The original CrypTen paper can be accessed here (documented here); you can cite this work as follows:

@InProceedings{crypten2020,
  author={B. Knott and S. Venkataraman and A.Y. Hannun and S. Sengupta and M. Ibrahim and L.J.P. van der Maaten},
  title={CrypTen: Secure Multi-Party Computation Meets Machine Learning},
  booktitle={arXiv 2109.00984},
  year={2021},
}

Installing CrypTen (Curl)

CrypTen currently runs on Linux and Mac with Python 3.7. We also support computation on GPUs. Windows is not supported.
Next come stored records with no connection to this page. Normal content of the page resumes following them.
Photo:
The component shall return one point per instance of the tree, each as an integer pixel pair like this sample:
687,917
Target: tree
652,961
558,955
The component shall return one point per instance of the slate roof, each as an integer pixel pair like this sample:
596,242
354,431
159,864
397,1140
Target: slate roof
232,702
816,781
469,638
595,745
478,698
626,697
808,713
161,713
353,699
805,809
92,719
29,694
To install Curl, follow the instructions in the CONTRIBUTING.md file.

Examples

CrypTen has a series of tutorial built on Jupyter notebooks in the tutorials directory as well as examples in the examples directory.

We extend these with our LLM applications in the LLMs directory, which you can run as:

❯❯ python examples/llms/launcher.py --world_size 2 --tensor_size 1,10 --multiprocess --model GPT2

To see the full list of arguments and LLMs available run the script with the --help flag:

❯❯ python examples/llms/launcher.py --help

Disclaimer

This is software for a research prototype and not production-ready code. This repository builds upon CrypTen and PyTorch.